Bagaikan dua mata sisi uang, iman seseorang seperti sepasang.
“Apabila orang-orang yang beriman kepada ayat-ayat Kami itu datang kepadamu (Muhammad), maka katakanlah: “Salamun ‘alaikum,” (keselamatan atas kamu). Tuhanmu telah menetapkan atas diri-Nya kasih sayang, (yaitu) bahwasanya barang siapa yang berbuat kejahatan di antara kamu lantaran kejahilan, kemudian ia bertaubat setelah mengerjakannya dan mengadakan perbaikan, maka sesungguhnya Allah Maha Pengampun lagi Maha Penyayang. (Qs. Al-An’am 6: 54)

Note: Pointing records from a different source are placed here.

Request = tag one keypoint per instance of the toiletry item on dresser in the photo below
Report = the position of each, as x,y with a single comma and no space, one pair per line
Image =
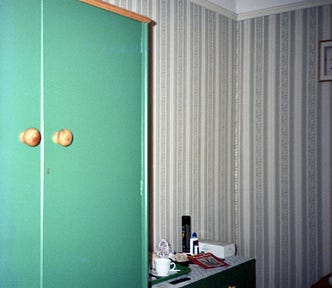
194,244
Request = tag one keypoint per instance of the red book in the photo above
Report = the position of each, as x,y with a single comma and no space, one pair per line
207,261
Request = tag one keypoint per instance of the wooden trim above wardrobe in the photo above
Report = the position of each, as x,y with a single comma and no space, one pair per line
118,10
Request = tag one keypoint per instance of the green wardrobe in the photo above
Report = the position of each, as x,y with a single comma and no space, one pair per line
73,215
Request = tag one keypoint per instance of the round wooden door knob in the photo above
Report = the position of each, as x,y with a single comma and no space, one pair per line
64,137
30,137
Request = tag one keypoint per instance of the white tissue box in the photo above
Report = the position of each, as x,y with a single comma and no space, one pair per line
219,249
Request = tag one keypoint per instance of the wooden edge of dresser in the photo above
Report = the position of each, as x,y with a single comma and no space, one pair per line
118,10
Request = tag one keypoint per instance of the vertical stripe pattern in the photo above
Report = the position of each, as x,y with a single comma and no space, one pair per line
242,135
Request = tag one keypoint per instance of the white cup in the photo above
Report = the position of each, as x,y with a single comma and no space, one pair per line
163,266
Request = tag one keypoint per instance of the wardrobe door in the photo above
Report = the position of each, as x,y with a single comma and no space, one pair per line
93,204
19,163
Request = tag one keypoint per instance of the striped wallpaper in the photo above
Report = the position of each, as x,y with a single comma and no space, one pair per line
242,134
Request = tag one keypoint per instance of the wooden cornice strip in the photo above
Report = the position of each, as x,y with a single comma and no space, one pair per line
118,10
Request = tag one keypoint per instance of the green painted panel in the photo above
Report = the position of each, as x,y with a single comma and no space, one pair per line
19,164
94,78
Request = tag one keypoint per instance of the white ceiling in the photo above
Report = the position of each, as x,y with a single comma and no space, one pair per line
245,6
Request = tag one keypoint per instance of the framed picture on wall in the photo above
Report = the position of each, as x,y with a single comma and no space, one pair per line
325,60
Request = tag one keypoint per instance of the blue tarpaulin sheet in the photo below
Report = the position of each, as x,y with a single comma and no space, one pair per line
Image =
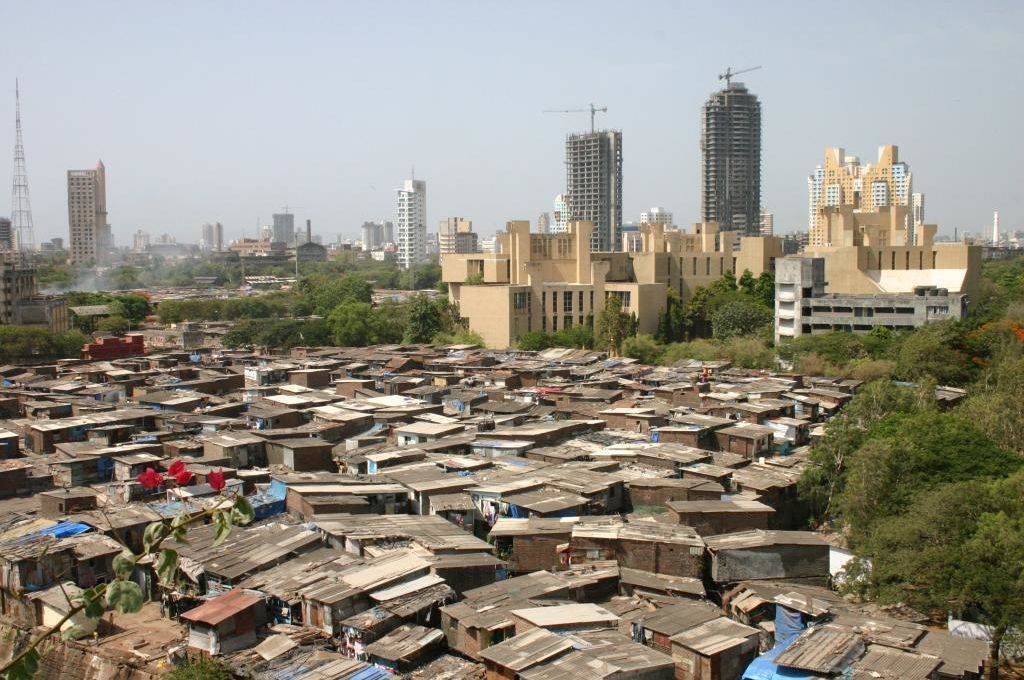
64,529
788,626
372,673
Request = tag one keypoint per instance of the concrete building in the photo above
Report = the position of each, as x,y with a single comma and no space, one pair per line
559,215
140,241
213,238
89,235
730,168
309,250
20,304
843,181
918,207
412,222
284,228
632,240
871,277
377,235
656,215
594,184
455,235
6,236
547,283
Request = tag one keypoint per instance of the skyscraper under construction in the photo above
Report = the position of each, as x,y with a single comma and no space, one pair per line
730,164
594,184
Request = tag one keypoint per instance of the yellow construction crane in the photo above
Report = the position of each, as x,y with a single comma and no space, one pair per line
593,110
729,73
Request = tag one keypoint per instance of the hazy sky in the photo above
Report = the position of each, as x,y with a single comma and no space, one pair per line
227,111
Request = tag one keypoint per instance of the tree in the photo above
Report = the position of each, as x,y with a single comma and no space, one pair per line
671,323
424,320
202,669
326,293
739,319
932,350
350,324
113,326
643,348
612,325
824,478
534,341
910,454
387,324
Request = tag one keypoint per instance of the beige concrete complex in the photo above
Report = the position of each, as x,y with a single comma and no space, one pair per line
552,282
20,304
871,274
89,232
455,235
843,182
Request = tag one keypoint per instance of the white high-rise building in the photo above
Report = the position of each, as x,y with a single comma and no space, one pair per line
213,237
90,235
767,226
412,222
560,214
656,215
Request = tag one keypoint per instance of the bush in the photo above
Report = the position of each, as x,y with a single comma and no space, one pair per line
202,669
534,341
643,348
460,337
739,317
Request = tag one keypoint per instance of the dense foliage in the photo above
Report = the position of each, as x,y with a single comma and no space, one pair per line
930,500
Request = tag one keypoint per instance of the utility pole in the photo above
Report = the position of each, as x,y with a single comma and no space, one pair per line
20,206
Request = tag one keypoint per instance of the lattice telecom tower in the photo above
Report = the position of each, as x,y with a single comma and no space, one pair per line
20,206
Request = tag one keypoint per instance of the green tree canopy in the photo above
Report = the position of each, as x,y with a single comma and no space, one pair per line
739,317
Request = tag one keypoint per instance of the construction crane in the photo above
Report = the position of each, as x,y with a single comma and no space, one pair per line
593,111
729,73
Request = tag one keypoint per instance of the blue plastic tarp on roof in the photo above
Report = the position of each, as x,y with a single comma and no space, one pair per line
788,626
765,668
371,673
65,529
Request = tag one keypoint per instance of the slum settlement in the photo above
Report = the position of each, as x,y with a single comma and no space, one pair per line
440,512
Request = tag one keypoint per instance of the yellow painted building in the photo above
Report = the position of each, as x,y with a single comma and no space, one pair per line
549,282
843,183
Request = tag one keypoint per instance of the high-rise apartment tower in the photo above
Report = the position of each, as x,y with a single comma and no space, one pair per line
284,228
412,222
89,234
844,181
594,184
730,164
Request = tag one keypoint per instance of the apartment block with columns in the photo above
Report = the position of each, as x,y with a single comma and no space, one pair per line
539,282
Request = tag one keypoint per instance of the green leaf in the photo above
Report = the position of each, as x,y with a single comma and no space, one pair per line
180,534
93,603
26,668
180,519
125,596
167,565
242,513
74,633
155,533
223,523
124,563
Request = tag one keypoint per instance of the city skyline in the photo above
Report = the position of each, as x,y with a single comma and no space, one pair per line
237,151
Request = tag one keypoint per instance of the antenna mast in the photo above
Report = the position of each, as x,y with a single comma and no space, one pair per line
20,206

Bagaikan dua mata sisi uang, iman seseorang seperti sepasang. Kadang baik ketika iman sedang naik; sebaliknya, kadar iman bisa turun ketika setiap nafas yang terhirup dilalui dengan perbuatan khilaf dan dosa. Surat al-An’am 6: 54 di atas seperti memberikan energi! Allah secara langsung, melalui Rasulullah Saw menyapa orang-orang beriman, “Salaamun ‘alikum” yang artinya mudah-mudahan Allah melimpahkan kesejahteraan atas kamu. Maksudnya lafadz ini ialah agar Allah telah berjanji sebagai kemurahan-Nya akan melimpahkan rahmat kepada mahluk-Nya— untuk siapa? Yaitu untuk mereka, orang yang berbuat (‘amila) maksiat (su’u) dengan tidak mengetahui (jahil).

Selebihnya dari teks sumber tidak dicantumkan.